The threat of a no-deal Brexit has hit confidence indicators and led to significant expense for businesses – and this is now set to continue.
“Prolonged uncertainty may continue to delay investment decisions that companies here in Ireland may be considering, and companies now face a further period of limbo,” said Carson.
It is better for the economy and business than dealing with no-deal chaos – a lot better in most cases – but it is still far from ideal. Parts of the domestic economy, notably the food sector and particularly the beef industry, are very vulnerable to a no-deal exit and will hope that this risk can gradually recede in the months ahead.
3. Sterling swings
A key risk factor for Ireland in Brexit is the value of sterling and the potential impact of a fall on our exporters. The UK currency is trading at just over 86p to the euro on Wednesday, little changed on earlier this week. Before the EU summit, it had appeared that some kind of extension was more or less priced in to the currency. So a bust-up in Brussels and no extension, or some last-minute drama in the run-up to the previous Brexit date on Friday, could have led to a very large sell-off. The Central Bank had warned that sterling could fall close to parity with the euro in the event of a no-deal crash-out.

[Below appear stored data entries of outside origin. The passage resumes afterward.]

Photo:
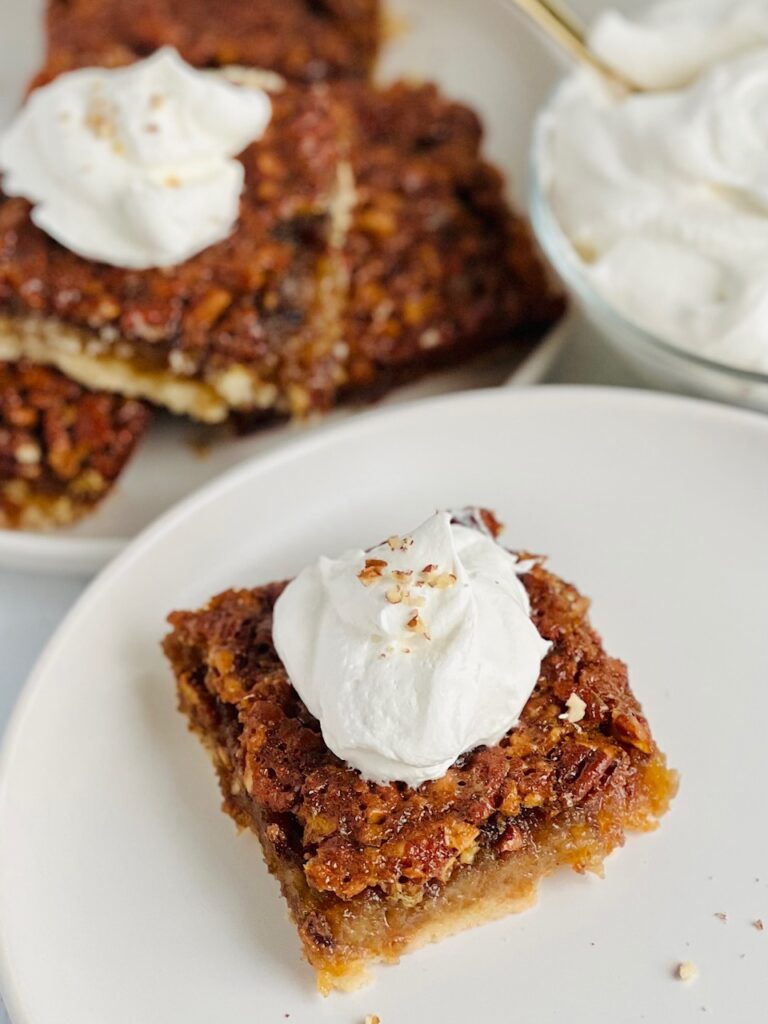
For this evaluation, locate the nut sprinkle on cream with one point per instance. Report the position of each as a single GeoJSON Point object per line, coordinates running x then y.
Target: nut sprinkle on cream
{"type": "Point", "coordinates": [414, 652]}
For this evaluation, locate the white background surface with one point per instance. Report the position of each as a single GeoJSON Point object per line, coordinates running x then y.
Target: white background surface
{"type": "Point", "coordinates": [609, 483]}
{"type": "Point", "coordinates": [31, 606]}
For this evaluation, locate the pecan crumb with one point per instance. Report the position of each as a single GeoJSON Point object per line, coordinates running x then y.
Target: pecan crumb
{"type": "Point", "coordinates": [372, 571]}
{"type": "Point", "coordinates": [368, 577]}
{"type": "Point", "coordinates": [576, 709]}
{"type": "Point", "coordinates": [416, 625]}
{"type": "Point", "coordinates": [687, 971]}
{"type": "Point", "coordinates": [443, 581]}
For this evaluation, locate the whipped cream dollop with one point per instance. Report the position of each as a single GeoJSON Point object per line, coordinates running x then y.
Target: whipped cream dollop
{"type": "Point", "coordinates": [413, 652]}
{"type": "Point", "coordinates": [664, 195]}
{"type": "Point", "coordinates": [134, 166]}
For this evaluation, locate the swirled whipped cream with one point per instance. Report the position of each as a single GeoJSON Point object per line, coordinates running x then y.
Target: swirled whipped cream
{"type": "Point", "coordinates": [414, 652]}
{"type": "Point", "coordinates": [665, 195]}
{"type": "Point", "coordinates": [134, 166]}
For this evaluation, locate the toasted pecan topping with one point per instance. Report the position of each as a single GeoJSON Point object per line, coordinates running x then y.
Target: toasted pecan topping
{"type": "Point", "coordinates": [352, 836]}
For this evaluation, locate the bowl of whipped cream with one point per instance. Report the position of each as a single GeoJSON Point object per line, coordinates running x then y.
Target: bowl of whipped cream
{"type": "Point", "coordinates": [652, 204]}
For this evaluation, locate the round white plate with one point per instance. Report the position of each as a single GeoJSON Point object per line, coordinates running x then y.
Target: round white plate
{"type": "Point", "coordinates": [482, 54]}
{"type": "Point", "coordinates": [126, 896]}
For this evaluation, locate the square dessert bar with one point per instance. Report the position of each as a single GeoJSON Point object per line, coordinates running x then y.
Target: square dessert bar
{"type": "Point", "coordinates": [61, 448]}
{"type": "Point", "coordinates": [304, 40]}
{"type": "Point", "coordinates": [369, 870]}
{"type": "Point", "coordinates": [374, 244]}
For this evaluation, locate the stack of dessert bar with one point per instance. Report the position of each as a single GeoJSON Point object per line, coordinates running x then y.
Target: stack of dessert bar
{"type": "Point", "coordinates": [374, 242]}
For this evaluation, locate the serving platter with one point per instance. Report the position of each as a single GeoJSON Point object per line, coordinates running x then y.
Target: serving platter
{"type": "Point", "coordinates": [126, 895]}
{"type": "Point", "coordinates": [482, 53]}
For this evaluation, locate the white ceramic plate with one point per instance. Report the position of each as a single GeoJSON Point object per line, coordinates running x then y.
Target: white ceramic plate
{"type": "Point", "coordinates": [125, 894]}
{"type": "Point", "coordinates": [484, 55]}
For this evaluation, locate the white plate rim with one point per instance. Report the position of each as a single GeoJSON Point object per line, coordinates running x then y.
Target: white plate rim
{"type": "Point", "coordinates": [556, 393]}
{"type": "Point", "coordinates": [65, 554]}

The maths of this for Irish business is clear enough. Sterling has fallen from levels of below 80p to the euro before the 2016 Brexit vote, which had been very favourable to exporters. However a number of surveys have shown that Irish businesses can manage well enough in the mid-80s range . A minority start to feel the pinch in the high 80s and once sterling heads into the 90p-plus range, it causes significant competitiveness pressures.
Like the rest of us, investors and traders will be trying to work out where last night’s decision will lead. But as it has over the last year or so, the currency will be hit if and when no-deal speculation rises. If there is a move towards a softer Brexit, however, and the threat to the UK economy is removed, it could move significantly forward. The decision in the early hours of Thursday morning was not clear enough to let this happen for now.
4. Crystal ball gazing
The long-term future of the UK/EU relationship remains unclear, largely due to the ongoing uncertainty in UK politics in defining what it wants, within the realm of what is possible. The Republic will hope that the latest extension and the political moves in the UK will be the start of the move to an organised, softer version of Brexit, with the withdrawal agreement eventually passed, followed by talks on a future close relationship. This would remove a lot of the economic threat for us.
“Close EU-UK alignment into the future is in our clear and collective economic interests and is a vital means to protect the peace process and the all-island economy,” said Ibec’s McCoy, “ Hopefully, the UK position will evolve on this basis.”
Granting the UK more time could indeed open the way to a softer Brexit, or even a second referendum. But given the state of UK politics, it is way too early to call it yet.